5. Murphy's Law: Multiply further by the fraction who escape detection and accidents (e.g., being stricken by one's own bioweapon), and whose plan succeeds despite the unpredictability of epidemiological processes.
6. Multiply further by the chance that the Black Hat will defeat the White Hats, namely the world's medical and epidemiological networks, who would combat an outbreak with containment, vaccines, antibiotics, etc.
The product is not 0, but I don't think it's high.
Granted, I have the benefit of 15 years of hindsight: I need only three more outbreak-free years. But Sir Martin has the benefit of unforeseen advances in synthetic biology, such as CRISPR/Cas9.
We'd need definitions of "casualty" (death, permanent disability, or just infection?), "bioterror" (state-sponsored? apolitical vengeance/spree killing?) and "bioerror" (I assume a mere lack of preparedness doesn't count). But that shouldn't be too hard.


Detailed Terms

Casualties will be defined by WHO, CDC, or BPHS, whoever has the highest numbers. Casualties should ideally include "victims requiring hospitalization" and not include indirect deaths caused by the pathogen, although ultimately Long Now will rely on the criteria set by the above organizations for determining casualties to adjudicate this bet.

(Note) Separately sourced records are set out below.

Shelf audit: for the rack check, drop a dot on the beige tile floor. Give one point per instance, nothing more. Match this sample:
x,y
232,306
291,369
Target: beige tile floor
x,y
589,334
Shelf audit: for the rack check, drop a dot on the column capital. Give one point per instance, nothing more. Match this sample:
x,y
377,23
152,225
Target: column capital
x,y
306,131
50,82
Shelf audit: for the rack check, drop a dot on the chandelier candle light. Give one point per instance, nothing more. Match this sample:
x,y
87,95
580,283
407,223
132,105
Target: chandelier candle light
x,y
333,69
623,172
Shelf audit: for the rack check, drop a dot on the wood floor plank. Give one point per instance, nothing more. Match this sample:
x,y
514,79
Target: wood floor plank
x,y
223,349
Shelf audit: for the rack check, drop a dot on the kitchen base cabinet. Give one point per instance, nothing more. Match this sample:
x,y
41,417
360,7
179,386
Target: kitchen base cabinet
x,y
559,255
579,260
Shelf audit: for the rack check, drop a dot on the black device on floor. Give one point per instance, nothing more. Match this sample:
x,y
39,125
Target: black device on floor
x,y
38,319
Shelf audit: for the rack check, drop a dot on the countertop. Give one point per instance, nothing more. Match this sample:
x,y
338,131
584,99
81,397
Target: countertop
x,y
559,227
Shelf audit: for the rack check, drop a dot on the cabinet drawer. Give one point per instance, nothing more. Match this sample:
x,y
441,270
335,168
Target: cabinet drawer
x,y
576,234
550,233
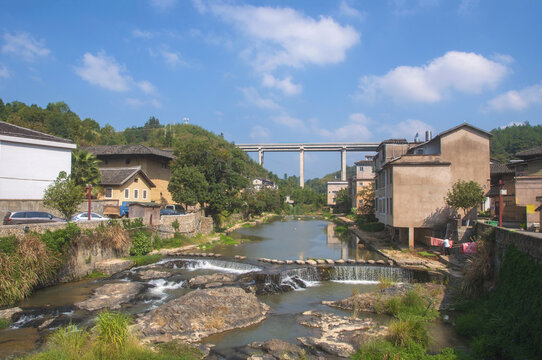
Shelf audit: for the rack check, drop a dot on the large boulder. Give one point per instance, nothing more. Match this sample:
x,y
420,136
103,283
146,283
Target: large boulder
x,y
199,314
111,296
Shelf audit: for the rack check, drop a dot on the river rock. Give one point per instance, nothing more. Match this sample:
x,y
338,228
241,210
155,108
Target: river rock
x,y
153,274
113,266
340,336
199,314
204,280
111,296
6,314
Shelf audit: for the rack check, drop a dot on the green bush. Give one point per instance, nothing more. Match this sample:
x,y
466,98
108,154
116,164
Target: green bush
x,y
8,244
59,240
141,243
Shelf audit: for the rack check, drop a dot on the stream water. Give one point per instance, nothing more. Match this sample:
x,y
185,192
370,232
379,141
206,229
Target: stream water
x,y
50,308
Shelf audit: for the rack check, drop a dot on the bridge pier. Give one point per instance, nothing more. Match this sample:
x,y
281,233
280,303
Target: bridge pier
x,y
343,164
260,156
301,168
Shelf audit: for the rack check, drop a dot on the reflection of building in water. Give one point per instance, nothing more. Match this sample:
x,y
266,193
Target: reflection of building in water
x,y
331,237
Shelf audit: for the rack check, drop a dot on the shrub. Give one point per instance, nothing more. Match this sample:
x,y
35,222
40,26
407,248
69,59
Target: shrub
x,y
8,244
141,243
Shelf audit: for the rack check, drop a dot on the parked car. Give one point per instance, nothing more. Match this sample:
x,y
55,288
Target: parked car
x,y
30,217
169,212
84,217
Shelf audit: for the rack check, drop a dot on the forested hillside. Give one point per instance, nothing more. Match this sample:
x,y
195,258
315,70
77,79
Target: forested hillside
x,y
57,119
510,140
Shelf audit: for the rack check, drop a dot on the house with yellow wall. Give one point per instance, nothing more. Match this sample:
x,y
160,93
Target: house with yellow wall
x,y
152,161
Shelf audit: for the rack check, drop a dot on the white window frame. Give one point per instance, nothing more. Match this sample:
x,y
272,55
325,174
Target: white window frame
x,y
105,194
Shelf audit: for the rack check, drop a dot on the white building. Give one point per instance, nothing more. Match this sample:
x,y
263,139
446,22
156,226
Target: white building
x,y
30,161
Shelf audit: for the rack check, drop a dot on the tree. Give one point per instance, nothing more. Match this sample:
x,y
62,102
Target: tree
x,y
465,195
64,195
188,186
367,196
343,201
85,169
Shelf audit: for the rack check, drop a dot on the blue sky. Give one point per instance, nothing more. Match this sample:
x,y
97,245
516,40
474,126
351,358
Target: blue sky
x,y
280,71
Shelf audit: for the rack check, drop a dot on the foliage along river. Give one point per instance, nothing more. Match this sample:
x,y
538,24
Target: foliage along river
x,y
283,238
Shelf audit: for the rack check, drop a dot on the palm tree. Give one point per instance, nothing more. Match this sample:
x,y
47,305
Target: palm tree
x,y
85,169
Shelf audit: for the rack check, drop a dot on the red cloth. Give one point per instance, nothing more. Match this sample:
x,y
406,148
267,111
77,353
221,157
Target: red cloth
x,y
468,248
438,242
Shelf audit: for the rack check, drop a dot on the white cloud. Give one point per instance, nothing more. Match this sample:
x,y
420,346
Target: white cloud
x,y
104,71
285,37
347,10
163,5
142,34
137,103
408,129
259,133
460,71
24,46
4,71
285,85
356,129
253,97
517,99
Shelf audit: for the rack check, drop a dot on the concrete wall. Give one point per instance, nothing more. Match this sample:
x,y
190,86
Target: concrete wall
x,y
37,205
26,170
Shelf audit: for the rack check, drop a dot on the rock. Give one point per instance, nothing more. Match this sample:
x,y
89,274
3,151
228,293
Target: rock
x,y
199,314
111,296
340,336
6,314
279,349
113,266
204,280
153,274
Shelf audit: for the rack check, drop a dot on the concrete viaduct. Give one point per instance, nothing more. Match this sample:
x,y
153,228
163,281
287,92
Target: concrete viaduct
x,y
302,147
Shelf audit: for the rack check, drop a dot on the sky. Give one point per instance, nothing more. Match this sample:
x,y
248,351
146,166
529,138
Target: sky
x,y
280,71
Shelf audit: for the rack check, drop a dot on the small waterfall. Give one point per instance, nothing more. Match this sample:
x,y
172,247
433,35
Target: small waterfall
x,y
219,265
369,273
298,279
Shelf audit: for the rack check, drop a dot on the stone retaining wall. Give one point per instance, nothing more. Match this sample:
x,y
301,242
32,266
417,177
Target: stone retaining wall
x,y
529,243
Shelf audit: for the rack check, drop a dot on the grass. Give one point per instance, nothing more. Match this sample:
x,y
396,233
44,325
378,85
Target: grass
x,y
4,323
109,339
96,275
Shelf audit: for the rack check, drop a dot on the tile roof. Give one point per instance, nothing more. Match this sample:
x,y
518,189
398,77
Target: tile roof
x,y
19,131
119,176
106,150
530,152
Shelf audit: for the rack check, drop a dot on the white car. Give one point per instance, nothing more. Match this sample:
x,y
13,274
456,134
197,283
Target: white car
x,y
84,217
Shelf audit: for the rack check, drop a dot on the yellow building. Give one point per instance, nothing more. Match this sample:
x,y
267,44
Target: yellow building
x,y
153,162
126,184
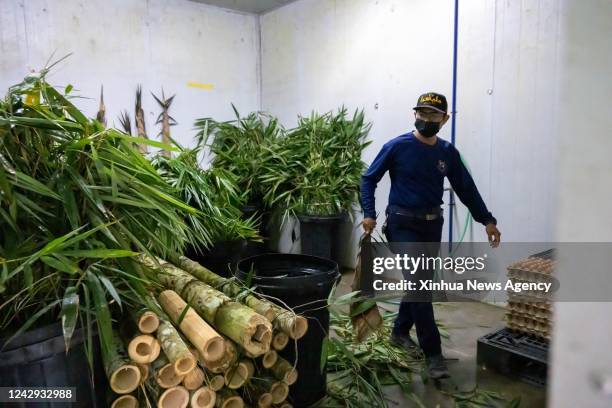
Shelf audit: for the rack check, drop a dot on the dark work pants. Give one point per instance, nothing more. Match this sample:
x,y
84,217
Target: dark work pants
x,y
402,229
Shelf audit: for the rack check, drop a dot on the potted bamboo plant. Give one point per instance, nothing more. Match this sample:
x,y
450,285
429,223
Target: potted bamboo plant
x,y
314,174
77,202
214,192
239,148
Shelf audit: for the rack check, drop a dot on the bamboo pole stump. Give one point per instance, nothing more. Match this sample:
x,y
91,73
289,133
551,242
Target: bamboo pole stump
x,y
203,337
227,398
194,379
284,371
175,397
175,348
203,397
125,401
143,349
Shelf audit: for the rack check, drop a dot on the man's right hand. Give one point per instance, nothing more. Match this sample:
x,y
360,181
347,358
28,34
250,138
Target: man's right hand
x,y
368,225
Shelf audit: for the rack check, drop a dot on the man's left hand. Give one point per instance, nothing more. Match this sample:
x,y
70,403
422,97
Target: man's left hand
x,y
493,234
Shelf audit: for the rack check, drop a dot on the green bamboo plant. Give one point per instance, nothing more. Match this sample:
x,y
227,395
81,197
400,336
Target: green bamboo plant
x,y
316,169
77,202
239,147
213,192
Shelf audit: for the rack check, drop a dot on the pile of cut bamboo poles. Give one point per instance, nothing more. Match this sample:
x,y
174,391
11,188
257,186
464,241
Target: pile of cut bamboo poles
x,y
208,344
531,313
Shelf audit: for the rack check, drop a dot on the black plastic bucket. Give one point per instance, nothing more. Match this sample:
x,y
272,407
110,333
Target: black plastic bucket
x,y
319,235
299,280
38,358
257,247
222,258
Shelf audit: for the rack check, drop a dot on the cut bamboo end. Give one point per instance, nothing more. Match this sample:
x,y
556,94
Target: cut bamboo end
x,y
144,349
148,322
144,372
214,350
269,359
194,379
175,397
125,379
237,376
264,400
261,337
203,397
280,341
167,377
279,392
125,401
291,377
203,337
233,401
216,382
185,365
284,371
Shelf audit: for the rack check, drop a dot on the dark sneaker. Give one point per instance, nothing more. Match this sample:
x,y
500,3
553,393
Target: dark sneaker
x,y
405,341
436,367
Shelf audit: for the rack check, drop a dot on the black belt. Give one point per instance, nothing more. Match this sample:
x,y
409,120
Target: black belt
x,y
428,214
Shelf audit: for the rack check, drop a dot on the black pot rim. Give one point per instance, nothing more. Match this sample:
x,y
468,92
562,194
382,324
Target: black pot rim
x,y
320,218
333,267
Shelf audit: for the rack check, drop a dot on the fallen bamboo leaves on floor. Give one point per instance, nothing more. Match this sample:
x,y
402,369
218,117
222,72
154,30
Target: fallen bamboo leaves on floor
x,y
359,372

UPDATED ADJUDICATION TERMS, MAY 10th 02022:

As of spring 2022, the bet is unresolved pending uncertainty as to whether SARS-Cov-2 originated at the Wuhan Institute of Virology, in which case it would count as an instance of "bioerror" and Rees would win the bet. The problem is how to decide when this issue is resolved according to some a priori and objective criteria, given the necessary uncertainties, including possible attempts by the Chinese government to hobble an open investigation.

We have agreed upon the following resolution. The prediction site "Metaculus" encourages bets on many resolvable forecasts, not just by one bettor on each side but by a cashless prediction market. They they have an open forecast "Health agencies claim COVID from lab by '25":

https://www.metaculus.com/questions/3682/health-agencies-to-claim-lab-escape-by-25/

They make this precise in the form "Before the end of 2024 will at least two public health agencies claim that COVID-19 more likely than not originated in a laboratory?", and make it still more precise in their "Resolution":

"This questions resolves positively if, before the end of 2024 at least two of the public health agencies listed below claim that it is more likely than not that the COVID-19 strain of coronavirus originated from a Chinese virology laboratory. For the purpose of this question, we consider only statements by the following public health agencies:…" [which they proceed to list].

This strikes us as a reasonable way to operationalize our bet, not just because it makes all the terms resolvable, but because the decision will be made for us when Metaculus announces its resolution.